The Nitta Yuma Historic District comprises a unique landscaped enclave which embodies the distinctive characteristics of the period of the early twentieth century. The District is comprised of four houses three of which are neo-colonial revival in style. It is in an idyllic setting overlooking the Ohio River. The entire area was acquired in 1890 by three prominent Louisville businessmen who wished to set up the area as a vacation compound for their families. The narrow gauge railway and later the interurban could bring the men out while the women and children remained for the summer. The Nitta Yumma Company was incorporated with each family paying expenses and sharing in the benefits - for example, a gardener kept the garden and orchards and delivered his vegetables and fruit to each home everyday.
According to family tradition the grounds were landscaped by Frederick Law Olmsted. Olmsted was in Louisville in the early 90's consulting on Louisville's Park system. Although there is no documentation on Olmsted's early involvement, the Messr. Brown, Booker, and Peaslee would have met him. A record at Olmsted Association shows a 1956 involvement with Nitta Yuma and it seems unlikely they would have used an out-of-town firm unless there had been previous work. A Subdivision Plat from 1919 shows the area as laid out with roads, dwellings,, gardens and orchards.

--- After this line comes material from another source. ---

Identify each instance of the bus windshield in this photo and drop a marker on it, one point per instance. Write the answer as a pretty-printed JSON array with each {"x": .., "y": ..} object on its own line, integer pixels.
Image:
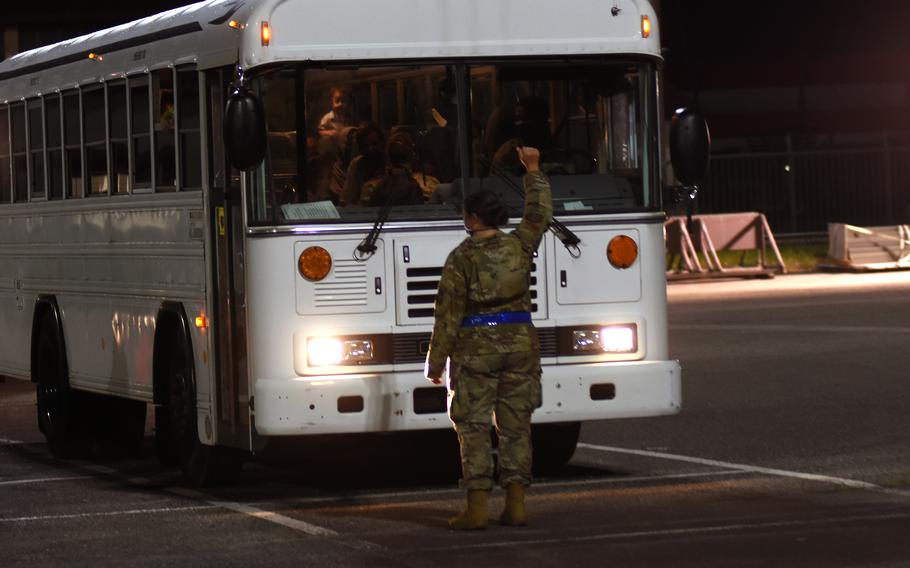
[{"x": 344, "y": 141}]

One of the three houses is occupied by descendants of the original families. Nitta Yuma represents a unique feature in suburban development in Jefferson County in the early 20th century. It is the only enclave of this type in the county.
Interview Amelia Payne Sweets Runyon, November 5, 1982
Taylor, Hewitt, "Harrods Creek," The Herald Post, 12 September, 1936.
Smith, Katherine, Louisville Times, 23 February, 1903.
Telephone interview with Dr. Charles Bevridge, Editor: Olmsted Papers, Washington, D.C. November 5 and 12, 1982.
Telephone interview with Elizabeth Banks, Olmsted Associates, Brookline, Massachusetts, November 5, 1982.
‡ Elizabeth F. Jones, Administrator, Jefferson County Office of Historic Preservation and Archives, Nitta Yuma Historic District, Harrods Creek, Jefferson County, KY, nomination document, 1982, National Park Service, National Register of Historic Places, Washington, D.C.